Stepping up cooperation with Libya on migration is particularly high up on the political agenda of Italian Prime Minister, Paolo Gentiloni. Since Gentiloni took over the reins after his Democratic Party colleague Matteo Renzi stepped down following a stunning defeat in the Constitutional referendum, getting tough on migration control has been his primary objective. Libyan PM Al-Sarraj was in Palazzo Chigi signing a memorandum committing both parties to reinforce cooperation on migration control. Clearly, Italy is determined to “act as a pioneer” in this policy area.
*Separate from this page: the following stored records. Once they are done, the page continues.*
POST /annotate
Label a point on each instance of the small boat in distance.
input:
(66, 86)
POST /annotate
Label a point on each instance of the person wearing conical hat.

But if the EU-Turkey deal has proven anything in the past year, it is its unfeasibility. Not just because of the sheer human rights violations stemming from the readmission agreement and ineffectiveness of the ‘one in one out’ relocation policy, but also because it has locked the EU in a situation of interdependence with Turkey, at a time of increasing nationalism and instability. Turkish President Erdogan’s priorities are increasingly domestic. Although he won the referendum, his victory was so narrow (51.3%) that it is likely that he will still aim to maintain the support of the ultranationalist MHP.

In line with this increasingly anti-democratic trajectory, EU relations and complying with EU rules predictably takes a backseat, all while the EU becomes more and more dependent on the migration deal. Of course, Erdogan knows this well and has multiple times threatened to “open the gates,” unless there is progress on the visa liberalization dialogue. This effectively puts the EU in a bleak situation, becoming overwhelmingly reliant on the country it is supposed to be influencing.

This could only get worse if this type of deal was replicated with Libya, given the instability that has afflicted the country since the Arab Spring. If Turkey’s nationalist U-turn is cause for concern, the lack of functioning government which led many to dub Libya a quasi-failed state should make us think again about training Libyan border guards and increasing political dialogue with the country. And let us not forget that, while Turkey is at least a signatory of the Refugee Convention (although not the Protocol), Libya has signed up to neither. Political instability, the lack of a functioning asylum system, and documented cases of abuse – a video popped up online a few days ago documenting Libyan border guards whipping asylum-seekers – should automatically write off Libya as an unsafe country for refugees, by the EU’s own standards.

The EU must be wary of using the EU-Turkey deal as a blueprint. Not only because of the devastating humanitarian consequences, but also because the EU already faces an unprecedented crisis of legitimacy which is partly due to the failed response to the refugee crisis. But entangling itself with and becoming dependent from authoritarian governments or semi-failed states is not the answer; if anything, it will continue to highlight the EU’s inconsistencies and withdrawal from the liberal democratic values it professes to be founded upon.